The main technical advantage of acquiring the F-404 engine is that the LCA has, unfortunately, been designed around it and will therefore expedite the LCA project. The strategic advantage of acquiring the GE F-404 engine lies in the message it conveys about the nature of the US-India military relationship and it is towards this end that the entire Indian posture has unfortunately been constructed towards this engine. Indeed, this is also the story of the US arms export deals entered into by India: the message is worth far more than the substance.

GAINS TO US

As for the US, its gains are obvious. Not only does it get India aboard the US bandwagon, it also opens up the prospects of the US gaining entry into the large Indian arms market. The US, Russia, and France have dominated the arms market in the developing world, with the US ranking first by far, even without the lucrative Indian market. each of the last three years in the value of arms transfer agreements. From 1997-2000, the US made 31.5 billion dollars or 37 per cent of global arms transfer agreements with developing nations, with Russia being a distant second with 16.8 billion dollars in arms transfer agreements or about 20 per cent, and France about half that.

In terms of actual deliveries, the US share increased even further to around 45 per cent of global arms trade in developing countries markets. The total value of US arms transfer agreements increased sharply in 2000 going up from 8.7 billion dollars in 1999 to 12.6 billion dollars largely due to a mammoth order from Oman for F-16 fighters. If the Oman/UAE anomaly is ignored, India ranks second among the largest armanents buyers with spending amounting to around 7.6 billion dollars during 1997-2000 with Egypt and South Korea being the next largest buyers. This is not peanuts even for a country like the US with close to half the developing countries’ armaments orders in its pockets.

In these Indo-US defence deals, India has no great advantages coming its own way.
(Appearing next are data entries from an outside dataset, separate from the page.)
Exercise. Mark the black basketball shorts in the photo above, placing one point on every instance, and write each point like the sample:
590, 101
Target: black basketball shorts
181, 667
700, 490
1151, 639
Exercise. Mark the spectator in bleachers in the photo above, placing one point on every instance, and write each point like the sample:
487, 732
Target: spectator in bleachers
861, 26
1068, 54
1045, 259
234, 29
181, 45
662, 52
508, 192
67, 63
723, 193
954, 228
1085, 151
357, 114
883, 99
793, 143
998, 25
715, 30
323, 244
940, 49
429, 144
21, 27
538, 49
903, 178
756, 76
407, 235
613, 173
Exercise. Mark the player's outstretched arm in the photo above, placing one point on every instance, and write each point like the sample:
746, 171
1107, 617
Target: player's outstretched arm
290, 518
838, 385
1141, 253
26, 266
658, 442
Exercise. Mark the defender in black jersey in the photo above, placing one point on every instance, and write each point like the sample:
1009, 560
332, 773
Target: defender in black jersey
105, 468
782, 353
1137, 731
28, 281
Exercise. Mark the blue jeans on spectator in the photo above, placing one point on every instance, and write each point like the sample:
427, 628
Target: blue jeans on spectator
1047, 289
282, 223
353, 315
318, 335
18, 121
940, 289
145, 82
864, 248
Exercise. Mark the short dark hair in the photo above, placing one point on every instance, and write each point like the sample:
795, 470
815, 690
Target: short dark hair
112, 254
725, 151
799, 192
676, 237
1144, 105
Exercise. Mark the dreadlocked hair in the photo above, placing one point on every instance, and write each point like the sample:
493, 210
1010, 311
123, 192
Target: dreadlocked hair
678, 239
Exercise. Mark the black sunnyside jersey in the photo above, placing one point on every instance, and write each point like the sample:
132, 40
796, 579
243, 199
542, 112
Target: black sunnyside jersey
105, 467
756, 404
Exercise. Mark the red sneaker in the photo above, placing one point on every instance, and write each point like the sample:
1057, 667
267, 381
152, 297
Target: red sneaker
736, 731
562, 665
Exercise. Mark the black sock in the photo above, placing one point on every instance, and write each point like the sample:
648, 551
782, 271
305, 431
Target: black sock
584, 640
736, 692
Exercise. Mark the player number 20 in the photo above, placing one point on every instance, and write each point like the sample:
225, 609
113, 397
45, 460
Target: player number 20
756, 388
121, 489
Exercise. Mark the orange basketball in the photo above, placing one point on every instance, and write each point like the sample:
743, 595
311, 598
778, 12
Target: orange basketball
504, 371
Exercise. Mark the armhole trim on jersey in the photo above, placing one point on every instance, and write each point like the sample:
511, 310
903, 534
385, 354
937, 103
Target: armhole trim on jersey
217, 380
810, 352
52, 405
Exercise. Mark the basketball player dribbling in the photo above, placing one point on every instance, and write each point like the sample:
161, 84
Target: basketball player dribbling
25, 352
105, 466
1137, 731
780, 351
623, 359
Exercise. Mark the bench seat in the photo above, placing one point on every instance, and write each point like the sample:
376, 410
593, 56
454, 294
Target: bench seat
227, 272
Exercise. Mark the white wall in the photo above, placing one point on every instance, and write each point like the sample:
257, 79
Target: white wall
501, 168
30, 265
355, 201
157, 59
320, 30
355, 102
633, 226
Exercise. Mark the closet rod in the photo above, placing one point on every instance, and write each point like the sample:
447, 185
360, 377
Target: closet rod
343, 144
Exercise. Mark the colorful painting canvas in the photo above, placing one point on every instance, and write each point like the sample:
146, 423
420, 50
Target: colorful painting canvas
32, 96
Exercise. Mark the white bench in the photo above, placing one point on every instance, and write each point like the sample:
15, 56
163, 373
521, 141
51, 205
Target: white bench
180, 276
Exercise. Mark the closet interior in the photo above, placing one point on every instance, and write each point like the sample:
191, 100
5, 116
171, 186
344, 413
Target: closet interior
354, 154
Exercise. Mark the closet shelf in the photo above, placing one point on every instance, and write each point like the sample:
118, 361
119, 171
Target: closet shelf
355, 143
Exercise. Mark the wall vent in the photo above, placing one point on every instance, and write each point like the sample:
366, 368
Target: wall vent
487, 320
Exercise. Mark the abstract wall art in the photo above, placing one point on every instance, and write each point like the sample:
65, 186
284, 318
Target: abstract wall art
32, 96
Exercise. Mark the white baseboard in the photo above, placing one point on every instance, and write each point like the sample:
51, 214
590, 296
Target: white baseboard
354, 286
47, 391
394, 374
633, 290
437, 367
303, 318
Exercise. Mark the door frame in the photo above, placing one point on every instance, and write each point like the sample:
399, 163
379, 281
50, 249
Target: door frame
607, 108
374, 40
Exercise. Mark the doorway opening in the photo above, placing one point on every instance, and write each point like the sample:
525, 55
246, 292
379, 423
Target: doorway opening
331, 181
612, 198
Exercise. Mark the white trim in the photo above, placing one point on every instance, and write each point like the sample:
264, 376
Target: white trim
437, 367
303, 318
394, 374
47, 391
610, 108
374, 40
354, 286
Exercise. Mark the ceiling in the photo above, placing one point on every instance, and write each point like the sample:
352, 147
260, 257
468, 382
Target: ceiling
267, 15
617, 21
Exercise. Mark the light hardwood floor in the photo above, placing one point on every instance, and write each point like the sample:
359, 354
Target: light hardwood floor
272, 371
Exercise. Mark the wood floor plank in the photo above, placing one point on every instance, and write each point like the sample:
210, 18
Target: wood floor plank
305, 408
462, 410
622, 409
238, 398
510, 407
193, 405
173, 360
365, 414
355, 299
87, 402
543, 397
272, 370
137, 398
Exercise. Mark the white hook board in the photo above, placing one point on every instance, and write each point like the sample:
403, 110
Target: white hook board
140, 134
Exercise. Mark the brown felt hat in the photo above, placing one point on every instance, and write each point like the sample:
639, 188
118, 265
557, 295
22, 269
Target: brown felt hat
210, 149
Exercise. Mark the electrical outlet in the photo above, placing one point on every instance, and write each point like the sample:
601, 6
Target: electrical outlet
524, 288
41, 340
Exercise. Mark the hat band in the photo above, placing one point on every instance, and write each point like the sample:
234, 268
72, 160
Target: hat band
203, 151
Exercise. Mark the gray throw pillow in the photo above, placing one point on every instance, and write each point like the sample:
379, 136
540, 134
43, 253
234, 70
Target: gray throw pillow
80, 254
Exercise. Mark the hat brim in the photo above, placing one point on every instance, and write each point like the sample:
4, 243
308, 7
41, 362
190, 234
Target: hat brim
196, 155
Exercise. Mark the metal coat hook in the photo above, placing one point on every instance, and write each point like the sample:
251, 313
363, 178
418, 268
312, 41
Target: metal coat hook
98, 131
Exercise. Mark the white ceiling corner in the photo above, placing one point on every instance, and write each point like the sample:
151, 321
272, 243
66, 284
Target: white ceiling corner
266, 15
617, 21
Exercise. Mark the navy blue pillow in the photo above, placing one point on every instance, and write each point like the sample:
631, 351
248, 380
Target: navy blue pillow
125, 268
On the contrary, the way the BJP-led government is abjectly trying to curry favour with the US by seeking a military-strategic relationship, hands over all advantages to the US. The US on the other hand gets one more military ally in the region, ropes in an important regional country into a military relationship which will build dependence and a junior partner status while at the same time open up a lucrative armaments market. An object lesson in political-economy, a term whose significance comes starkly alive.